The term core liquidity provider describes the function of these firms: They may simultaneously buy and sell shares of a security with the goal of ensuring that it is always available on-demand. A core liquidity provider is also known as a market maker.
what are the sign of liquidity & illiquidity?
The illiquid market has chaotic moves or gaps in prices. The level of buying or selling volume at one moment can suddenly change.
A highly liquid market is also called a smooth market or a deep market.
Most traders need and should care about the liquid market because it is very hard to manage risk if you’re on the wrong side of a big move in an illiquid market.
Why should you care about liquidity?
As a liquidity provider, we can influence greater price stability and also improve liquidity by making it safer. Thanks to this function liquidity providers become important services. They usually take a significant amount of risk but are still able to profit from the spread or by positioning themselves thanks to conclusions based on valuable information available to them.
The importance of market liquidity
Market liquidity is very important as it impacts the speed at which you can open and close positions. As we have seen, liquid markets come with less risk so are more attractive to investors in the market. When a market is liquid, sellers can easily locate buyers. The liquidity of an asset is also one of the main aspects in determining the spread that a leveraged broker is able to offer. High liquidity indicates the existence of a large number of orders to buy and sell in the underlying market which, in turn, raises the probability that the highest price a buyer is prepared to pay and the lowest price a seller will accept will move closer together. Hence, the bid-offer spread becomes tighter. Lower bid-offer spreads result in lower spreads offered by the broker whereas if a market is illiquid, there may be a much wider spread.

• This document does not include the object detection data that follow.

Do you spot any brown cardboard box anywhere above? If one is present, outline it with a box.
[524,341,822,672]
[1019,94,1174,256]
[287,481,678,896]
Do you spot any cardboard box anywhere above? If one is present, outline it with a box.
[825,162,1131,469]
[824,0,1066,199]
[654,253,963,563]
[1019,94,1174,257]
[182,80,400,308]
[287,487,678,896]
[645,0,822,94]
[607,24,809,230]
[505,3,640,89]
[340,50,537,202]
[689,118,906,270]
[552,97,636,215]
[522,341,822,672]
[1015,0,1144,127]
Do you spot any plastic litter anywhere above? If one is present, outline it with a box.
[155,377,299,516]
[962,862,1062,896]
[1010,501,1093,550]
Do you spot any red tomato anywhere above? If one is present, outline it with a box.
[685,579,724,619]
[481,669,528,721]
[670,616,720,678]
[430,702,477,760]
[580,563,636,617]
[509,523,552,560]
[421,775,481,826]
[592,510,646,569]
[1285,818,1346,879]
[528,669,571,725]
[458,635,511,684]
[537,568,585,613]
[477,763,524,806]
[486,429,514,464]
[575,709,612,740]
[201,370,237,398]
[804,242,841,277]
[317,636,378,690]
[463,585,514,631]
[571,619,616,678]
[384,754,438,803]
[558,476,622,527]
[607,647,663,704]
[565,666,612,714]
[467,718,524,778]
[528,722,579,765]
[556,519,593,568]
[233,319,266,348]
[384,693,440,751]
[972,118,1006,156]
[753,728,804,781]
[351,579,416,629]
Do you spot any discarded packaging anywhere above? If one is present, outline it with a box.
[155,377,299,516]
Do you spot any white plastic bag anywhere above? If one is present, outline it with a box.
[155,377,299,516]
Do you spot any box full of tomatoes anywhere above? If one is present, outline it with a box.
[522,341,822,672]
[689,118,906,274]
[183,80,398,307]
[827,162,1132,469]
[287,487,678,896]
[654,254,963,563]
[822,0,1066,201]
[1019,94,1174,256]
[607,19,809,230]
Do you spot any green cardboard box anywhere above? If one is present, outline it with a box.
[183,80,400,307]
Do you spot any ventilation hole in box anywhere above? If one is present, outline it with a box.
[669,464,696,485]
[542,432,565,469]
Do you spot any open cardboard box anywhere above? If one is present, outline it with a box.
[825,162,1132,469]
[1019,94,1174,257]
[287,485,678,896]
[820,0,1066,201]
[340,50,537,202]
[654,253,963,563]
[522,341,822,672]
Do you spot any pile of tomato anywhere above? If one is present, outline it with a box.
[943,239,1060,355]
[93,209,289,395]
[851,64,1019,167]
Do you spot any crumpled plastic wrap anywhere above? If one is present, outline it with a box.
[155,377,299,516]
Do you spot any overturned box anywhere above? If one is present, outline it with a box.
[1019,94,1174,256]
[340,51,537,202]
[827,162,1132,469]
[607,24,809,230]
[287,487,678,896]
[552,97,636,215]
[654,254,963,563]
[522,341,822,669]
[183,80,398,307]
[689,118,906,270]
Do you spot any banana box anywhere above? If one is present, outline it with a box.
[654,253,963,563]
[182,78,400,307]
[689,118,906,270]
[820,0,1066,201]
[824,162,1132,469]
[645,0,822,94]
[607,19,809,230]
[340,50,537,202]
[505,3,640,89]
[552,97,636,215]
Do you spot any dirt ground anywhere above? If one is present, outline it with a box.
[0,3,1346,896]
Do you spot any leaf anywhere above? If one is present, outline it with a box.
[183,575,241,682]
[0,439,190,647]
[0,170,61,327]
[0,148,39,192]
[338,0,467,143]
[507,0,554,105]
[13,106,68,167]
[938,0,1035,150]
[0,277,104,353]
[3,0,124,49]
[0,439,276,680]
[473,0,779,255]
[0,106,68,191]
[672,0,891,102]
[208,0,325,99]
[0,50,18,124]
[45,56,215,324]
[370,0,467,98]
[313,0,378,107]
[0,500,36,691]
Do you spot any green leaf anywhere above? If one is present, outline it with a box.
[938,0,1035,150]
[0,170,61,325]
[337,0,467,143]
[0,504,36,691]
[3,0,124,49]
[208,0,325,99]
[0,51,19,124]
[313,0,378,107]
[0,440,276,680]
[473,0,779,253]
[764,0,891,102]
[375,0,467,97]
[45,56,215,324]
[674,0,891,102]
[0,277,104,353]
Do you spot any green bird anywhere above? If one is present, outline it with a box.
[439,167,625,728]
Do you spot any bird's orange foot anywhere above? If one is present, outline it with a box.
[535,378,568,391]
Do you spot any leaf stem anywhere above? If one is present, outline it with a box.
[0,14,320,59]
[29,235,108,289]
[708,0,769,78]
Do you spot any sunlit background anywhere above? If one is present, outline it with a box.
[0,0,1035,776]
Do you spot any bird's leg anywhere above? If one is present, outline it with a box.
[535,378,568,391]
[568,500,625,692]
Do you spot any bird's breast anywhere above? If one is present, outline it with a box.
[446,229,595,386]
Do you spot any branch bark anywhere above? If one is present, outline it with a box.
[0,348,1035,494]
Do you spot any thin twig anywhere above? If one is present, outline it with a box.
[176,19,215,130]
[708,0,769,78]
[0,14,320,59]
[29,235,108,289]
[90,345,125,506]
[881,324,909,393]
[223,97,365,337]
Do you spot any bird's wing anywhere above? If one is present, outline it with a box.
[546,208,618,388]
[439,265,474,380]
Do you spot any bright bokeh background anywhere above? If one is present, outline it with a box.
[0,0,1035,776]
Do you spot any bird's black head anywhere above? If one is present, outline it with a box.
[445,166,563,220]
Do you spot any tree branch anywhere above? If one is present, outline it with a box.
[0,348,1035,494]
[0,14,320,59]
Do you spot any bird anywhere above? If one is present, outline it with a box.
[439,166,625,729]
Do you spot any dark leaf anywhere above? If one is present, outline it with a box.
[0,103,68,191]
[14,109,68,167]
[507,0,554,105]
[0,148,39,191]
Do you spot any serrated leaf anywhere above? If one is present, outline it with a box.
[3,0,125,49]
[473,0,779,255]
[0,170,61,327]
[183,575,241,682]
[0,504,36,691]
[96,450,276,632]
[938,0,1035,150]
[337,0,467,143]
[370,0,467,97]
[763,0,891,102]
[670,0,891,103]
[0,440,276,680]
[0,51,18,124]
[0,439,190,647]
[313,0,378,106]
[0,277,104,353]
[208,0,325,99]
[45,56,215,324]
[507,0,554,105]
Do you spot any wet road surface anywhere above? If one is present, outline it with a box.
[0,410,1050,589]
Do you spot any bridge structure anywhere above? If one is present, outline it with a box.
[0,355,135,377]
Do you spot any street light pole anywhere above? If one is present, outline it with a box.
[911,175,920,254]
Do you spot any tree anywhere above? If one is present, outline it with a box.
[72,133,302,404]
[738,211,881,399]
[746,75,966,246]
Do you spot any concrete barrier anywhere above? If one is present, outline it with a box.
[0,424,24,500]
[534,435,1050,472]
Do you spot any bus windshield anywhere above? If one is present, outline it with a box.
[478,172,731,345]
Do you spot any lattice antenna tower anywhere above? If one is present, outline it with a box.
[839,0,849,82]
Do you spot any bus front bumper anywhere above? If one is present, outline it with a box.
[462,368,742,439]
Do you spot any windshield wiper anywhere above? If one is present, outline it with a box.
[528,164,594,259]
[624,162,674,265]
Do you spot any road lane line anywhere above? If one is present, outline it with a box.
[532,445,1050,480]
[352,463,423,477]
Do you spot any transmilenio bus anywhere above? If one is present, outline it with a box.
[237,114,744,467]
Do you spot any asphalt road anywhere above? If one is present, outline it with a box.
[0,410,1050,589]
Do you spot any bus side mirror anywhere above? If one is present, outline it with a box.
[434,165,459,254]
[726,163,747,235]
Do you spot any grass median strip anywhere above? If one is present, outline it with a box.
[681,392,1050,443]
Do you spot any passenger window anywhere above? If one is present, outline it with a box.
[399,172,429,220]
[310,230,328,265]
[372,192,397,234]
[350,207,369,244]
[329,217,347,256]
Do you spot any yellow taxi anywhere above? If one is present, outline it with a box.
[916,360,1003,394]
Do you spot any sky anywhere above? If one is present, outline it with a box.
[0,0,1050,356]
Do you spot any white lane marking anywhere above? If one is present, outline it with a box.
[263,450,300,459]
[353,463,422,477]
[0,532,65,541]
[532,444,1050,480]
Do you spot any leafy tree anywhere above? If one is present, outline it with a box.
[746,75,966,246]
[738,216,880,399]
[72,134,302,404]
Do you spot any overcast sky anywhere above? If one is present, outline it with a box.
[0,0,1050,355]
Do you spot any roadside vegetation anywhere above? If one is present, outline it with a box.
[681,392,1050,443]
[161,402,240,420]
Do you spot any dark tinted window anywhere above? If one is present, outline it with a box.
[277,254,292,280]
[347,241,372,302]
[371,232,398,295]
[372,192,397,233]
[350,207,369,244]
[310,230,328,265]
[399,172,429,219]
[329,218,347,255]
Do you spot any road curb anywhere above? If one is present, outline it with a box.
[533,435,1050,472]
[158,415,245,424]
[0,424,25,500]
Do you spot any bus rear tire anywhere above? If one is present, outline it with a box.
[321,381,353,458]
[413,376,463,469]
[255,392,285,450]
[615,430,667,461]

Our liquidity provider system
This system aims at augmenting liquidity, via creating deep order books and preparing a tight spread from the very first day of launch without exposure to any market risk despite market making strategies that are not risk neutral and have the potential to generate revenue as well as losses. Our liquidity provider system follows a complex set off mathematical models and algorithms that use Machine Learning, Markovian models, and high-frequency trading principles to minimize risk, provide a consistent uptime, set-up parameters, and find the optimal trading strategies. Thus, the presented liquidity provider algorithm would furnish liquidity to a new market that is already liquid on other exchanges, without any market risk, ultimately resulting in encouraging trust to all participants and setting in motion positive synergies.